Python API for BabelNet
Project description
This package consists of a Python API to work with BabelNet, a very large multilingual semantic network. For more information, please refer to the documentation below on how to use the software, and our website (https://babelnet.org) for news, updates and papers.
Version compatibility
BabelNet Python API can be used with BabeNet 4.0 and above.
Configuration
After the installation, the first step to take when you want to use BabelNet in another project (or in the REPL) is to
create a file called babelnet_conf.yml
in the current working directory.
Alternatively, the path of the configuration file can be specified using the BABELNET_CONF
environment variable.
The content of the babelnet_conf.yml
should vary according to the usage mode of choice:
Online Mode: uses the online REST service to retrieve the data. To use this mode you need an internet connection and a valid API key.
RPC Mode: reads data directly from a local copy of the BabelNet indices, making it more suitable for heavy workloads than the online mode since it is faster and doesn't have usage limits. To use this mode you need the BabelNet indices and Docker installed in your system. The RPC server controller (see below) requires additional dependencies that can be installed with the following pip command:
pip install babelnet[rpc]
Further details on how to use these modes are provided in the following sections.
Online Mode
This is the simplest version to use, since it requires only a valid API key.
However, the drawback is that the iterators are unavailable, i.e. the iterator
, offset_iterator
, lexicon_iterator
and wordnet_iterator
methods.
Assuming you have received by e-mail the key 3x54mp13-8au0-o97q-9vzz-3vakcpec8w4p
, add the following line
to babelnet_conf.yml
:
RESTFUL_KEY: '3x54mp13-8au0-o97q-9vzz-3vakcpec8w4p'
This will automatically be used to authenticate you on the official BabelNet REST service.
The supported REST endpoints are:
https://babelnet.io/v9/service
for BabelNet 5.3 (default)https://babelnet.io/v8/service
for BabelNet 5.2https://babelnet.io/v7/service
for BabelNet 5.1https://babelnet.io/v6/service
for BabelNet 5.0https://babelnet.io/v5/service
for BabelNet 4.0
If you want to use a different REST endpoint, add the following line to babelnet_conf.yml
:
# BabelNet 5.3 REST endpoint
RESTFUL_URL: 'https://babelnet.io/v9/service'
RPC Mode
To use the RPC mode you need a local copy of the BabelNet indices.
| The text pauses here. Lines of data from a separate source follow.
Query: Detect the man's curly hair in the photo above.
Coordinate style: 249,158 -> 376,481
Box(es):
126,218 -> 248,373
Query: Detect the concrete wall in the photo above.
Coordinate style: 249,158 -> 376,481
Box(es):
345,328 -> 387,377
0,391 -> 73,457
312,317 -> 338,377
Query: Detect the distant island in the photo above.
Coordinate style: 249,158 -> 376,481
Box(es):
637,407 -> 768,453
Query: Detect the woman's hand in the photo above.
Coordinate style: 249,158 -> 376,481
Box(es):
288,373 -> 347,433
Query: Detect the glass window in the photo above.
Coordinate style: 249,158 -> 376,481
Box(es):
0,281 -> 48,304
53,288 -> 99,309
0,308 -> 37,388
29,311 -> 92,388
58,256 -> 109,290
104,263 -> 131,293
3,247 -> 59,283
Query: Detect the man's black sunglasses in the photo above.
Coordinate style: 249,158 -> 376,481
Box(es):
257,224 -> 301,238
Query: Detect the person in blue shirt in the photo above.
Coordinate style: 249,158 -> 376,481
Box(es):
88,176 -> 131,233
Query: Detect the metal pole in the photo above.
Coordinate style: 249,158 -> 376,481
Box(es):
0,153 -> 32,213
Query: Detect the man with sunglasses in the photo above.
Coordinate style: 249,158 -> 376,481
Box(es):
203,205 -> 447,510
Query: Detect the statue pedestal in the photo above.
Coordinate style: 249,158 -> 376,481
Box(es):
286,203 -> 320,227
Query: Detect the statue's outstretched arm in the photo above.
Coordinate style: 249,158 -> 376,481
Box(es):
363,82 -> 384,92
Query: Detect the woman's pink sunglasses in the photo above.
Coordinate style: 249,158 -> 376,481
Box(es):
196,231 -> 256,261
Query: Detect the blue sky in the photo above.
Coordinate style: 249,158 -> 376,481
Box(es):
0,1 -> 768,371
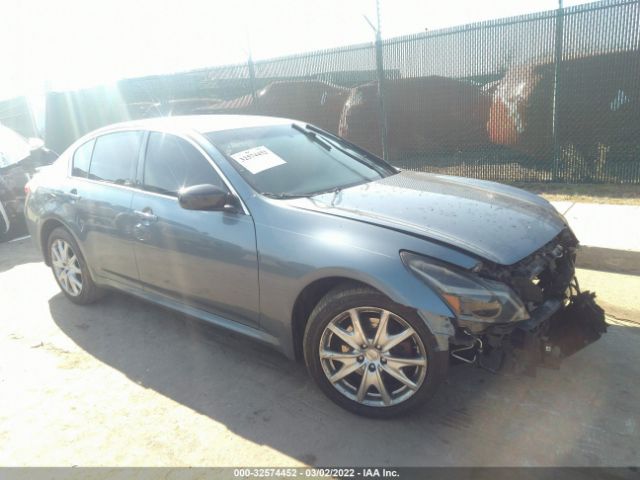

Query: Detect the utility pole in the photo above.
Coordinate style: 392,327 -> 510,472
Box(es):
551,0 -> 564,182
364,0 -> 389,160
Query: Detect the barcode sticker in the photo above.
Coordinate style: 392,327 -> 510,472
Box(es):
231,146 -> 287,175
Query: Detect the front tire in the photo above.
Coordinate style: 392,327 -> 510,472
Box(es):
304,284 -> 448,418
47,228 -> 103,305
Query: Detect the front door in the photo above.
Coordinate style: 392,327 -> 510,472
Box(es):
132,132 -> 258,326
70,131 -> 143,285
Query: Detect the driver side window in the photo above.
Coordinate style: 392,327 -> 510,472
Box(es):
143,132 -> 226,196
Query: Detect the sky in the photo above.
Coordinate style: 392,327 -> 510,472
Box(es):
0,0 -> 587,99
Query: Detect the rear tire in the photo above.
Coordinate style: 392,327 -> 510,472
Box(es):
47,227 -> 104,305
304,283 -> 449,418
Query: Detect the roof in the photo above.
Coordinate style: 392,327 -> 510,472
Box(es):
94,115 -> 294,137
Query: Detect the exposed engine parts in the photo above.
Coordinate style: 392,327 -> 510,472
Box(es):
450,230 -> 607,375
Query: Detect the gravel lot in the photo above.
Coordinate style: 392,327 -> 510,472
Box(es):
0,239 -> 640,466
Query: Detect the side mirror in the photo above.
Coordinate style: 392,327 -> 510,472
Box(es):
27,137 -> 44,151
178,184 -> 238,211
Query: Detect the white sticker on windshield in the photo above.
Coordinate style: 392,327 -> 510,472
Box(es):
231,146 -> 287,175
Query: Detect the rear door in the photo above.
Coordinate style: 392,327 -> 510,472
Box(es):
132,132 -> 258,326
70,131 -> 143,284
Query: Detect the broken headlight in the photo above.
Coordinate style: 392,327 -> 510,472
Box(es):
400,251 -> 529,323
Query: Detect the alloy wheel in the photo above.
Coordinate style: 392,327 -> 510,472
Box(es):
319,307 -> 427,407
51,238 -> 82,297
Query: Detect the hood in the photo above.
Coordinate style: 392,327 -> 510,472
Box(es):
293,171 -> 566,265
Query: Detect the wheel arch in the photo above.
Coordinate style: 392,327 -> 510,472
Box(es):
39,217 -> 93,270
291,275 -> 386,360
290,269 -> 455,360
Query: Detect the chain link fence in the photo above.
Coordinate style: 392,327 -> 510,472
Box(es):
36,0 -> 640,184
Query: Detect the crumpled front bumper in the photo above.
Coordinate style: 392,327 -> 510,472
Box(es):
451,292 -> 607,375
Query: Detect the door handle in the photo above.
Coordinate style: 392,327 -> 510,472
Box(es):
133,208 -> 158,223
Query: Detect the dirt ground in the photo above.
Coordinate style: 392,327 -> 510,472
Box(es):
0,240 -> 640,466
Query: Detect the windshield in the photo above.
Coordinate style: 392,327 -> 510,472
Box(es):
206,124 -> 396,198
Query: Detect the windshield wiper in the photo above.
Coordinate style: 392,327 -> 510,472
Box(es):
291,123 -> 331,151
260,192 -> 307,200
298,125 -> 397,174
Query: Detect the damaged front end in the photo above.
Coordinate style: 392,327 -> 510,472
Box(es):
418,229 -> 607,375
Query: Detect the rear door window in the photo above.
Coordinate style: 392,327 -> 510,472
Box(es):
143,132 -> 225,196
71,139 -> 95,178
89,132 -> 142,185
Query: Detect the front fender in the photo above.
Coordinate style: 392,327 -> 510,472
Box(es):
254,204 -> 454,356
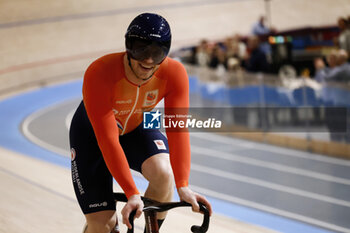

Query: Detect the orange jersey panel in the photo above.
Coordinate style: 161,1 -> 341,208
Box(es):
83,53 -> 190,197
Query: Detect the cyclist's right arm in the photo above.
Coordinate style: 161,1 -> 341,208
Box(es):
83,60 -> 139,198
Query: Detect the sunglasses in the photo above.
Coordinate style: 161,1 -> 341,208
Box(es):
128,39 -> 169,64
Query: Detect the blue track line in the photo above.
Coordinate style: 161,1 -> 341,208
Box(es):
0,80 -> 332,233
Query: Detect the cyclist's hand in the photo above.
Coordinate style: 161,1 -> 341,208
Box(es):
177,187 -> 212,216
121,195 -> 143,229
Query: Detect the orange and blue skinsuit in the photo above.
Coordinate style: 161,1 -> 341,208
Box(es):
83,53 -> 190,198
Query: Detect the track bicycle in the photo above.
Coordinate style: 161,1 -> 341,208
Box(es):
114,193 -> 210,233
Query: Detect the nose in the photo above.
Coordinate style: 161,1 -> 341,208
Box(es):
143,57 -> 154,64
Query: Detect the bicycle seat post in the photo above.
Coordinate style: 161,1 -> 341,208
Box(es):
144,210 -> 159,233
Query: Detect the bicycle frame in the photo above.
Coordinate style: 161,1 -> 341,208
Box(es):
114,193 -> 210,233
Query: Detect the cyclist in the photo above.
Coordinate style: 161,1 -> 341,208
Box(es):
70,13 -> 211,233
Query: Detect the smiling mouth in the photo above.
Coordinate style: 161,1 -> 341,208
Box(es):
140,64 -> 154,71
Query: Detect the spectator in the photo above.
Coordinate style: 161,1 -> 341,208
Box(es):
252,16 -> 271,36
242,36 -> 269,72
314,50 -> 337,83
315,49 -> 350,82
209,43 -> 226,68
225,34 -> 247,70
338,18 -> 350,53
195,40 -> 210,66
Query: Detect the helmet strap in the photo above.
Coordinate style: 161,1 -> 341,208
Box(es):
127,53 -> 156,81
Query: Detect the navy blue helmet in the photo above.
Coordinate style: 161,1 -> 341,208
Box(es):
125,13 -> 171,64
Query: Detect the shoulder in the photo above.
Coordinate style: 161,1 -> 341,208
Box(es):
158,57 -> 187,78
89,53 -> 125,68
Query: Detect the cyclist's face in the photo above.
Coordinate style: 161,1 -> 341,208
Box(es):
130,57 -> 159,79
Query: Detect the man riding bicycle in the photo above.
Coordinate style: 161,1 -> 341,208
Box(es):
70,13 -> 211,233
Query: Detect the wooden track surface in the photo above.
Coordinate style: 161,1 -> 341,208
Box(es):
0,148 -> 273,233
0,0 -> 350,233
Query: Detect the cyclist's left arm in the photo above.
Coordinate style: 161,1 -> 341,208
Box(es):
164,61 -> 212,214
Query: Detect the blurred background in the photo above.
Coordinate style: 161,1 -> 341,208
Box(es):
0,0 -> 350,232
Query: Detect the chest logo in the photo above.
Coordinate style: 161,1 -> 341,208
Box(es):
143,89 -> 158,107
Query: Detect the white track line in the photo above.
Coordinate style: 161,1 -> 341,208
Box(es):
191,133 -> 350,167
191,185 -> 350,233
22,102 -> 70,157
191,164 -> 350,207
191,146 -> 350,185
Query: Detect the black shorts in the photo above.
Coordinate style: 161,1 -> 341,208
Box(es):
69,102 -> 169,214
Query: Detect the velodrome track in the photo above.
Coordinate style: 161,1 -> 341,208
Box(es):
0,81 -> 350,232
0,0 -> 350,233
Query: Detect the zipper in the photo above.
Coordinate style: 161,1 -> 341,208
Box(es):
121,85 -> 141,135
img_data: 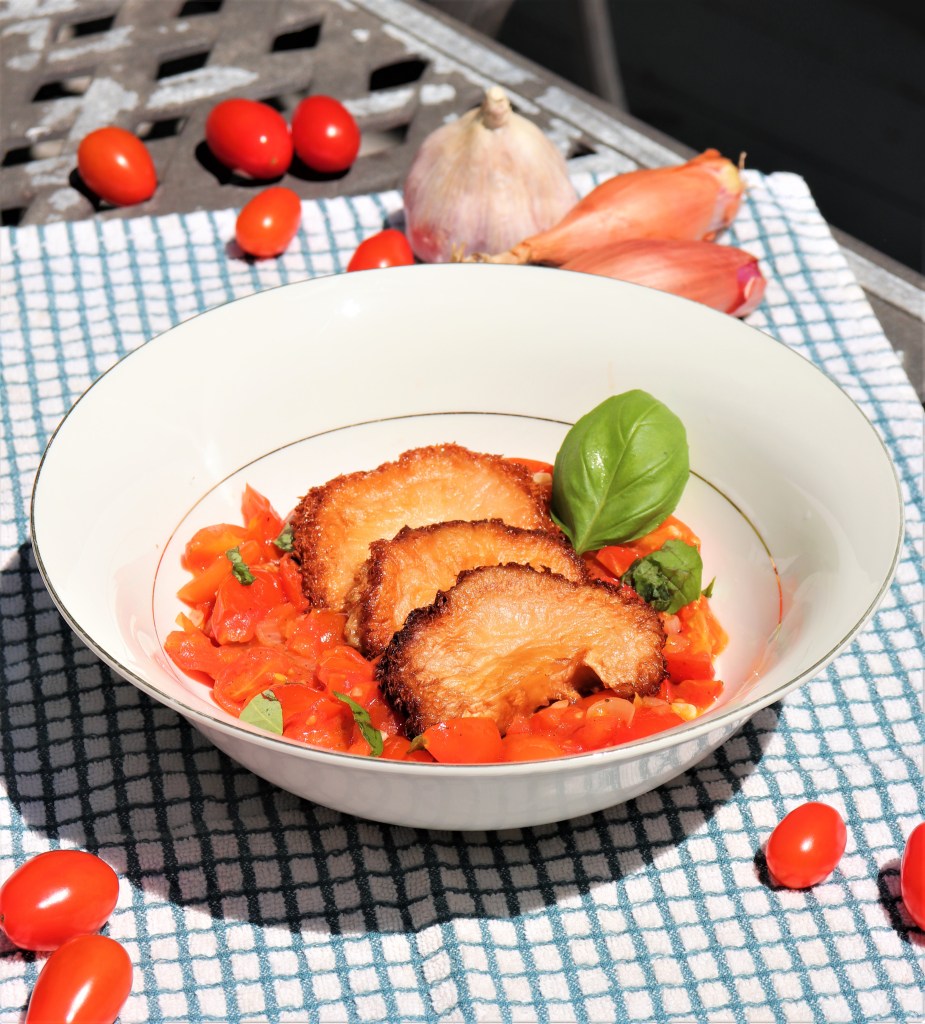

To download them, follow the procedure on the official website. This can be considered a full mode, because it has no usage limit and faster responses.
BabelNet Python API requires PyLucene, which has a dependency on Lucene itself. The installation process of Lucene can be tricky since it has many dependencies that need compiling. Because of this, we moved this PyLucene build and install process to a simple Docker image. In the RPC mode, the Remote Procedure Call paradigm is applied in calling this Docker container as a remote service, effectively decoupling PyLucene and BabelNet.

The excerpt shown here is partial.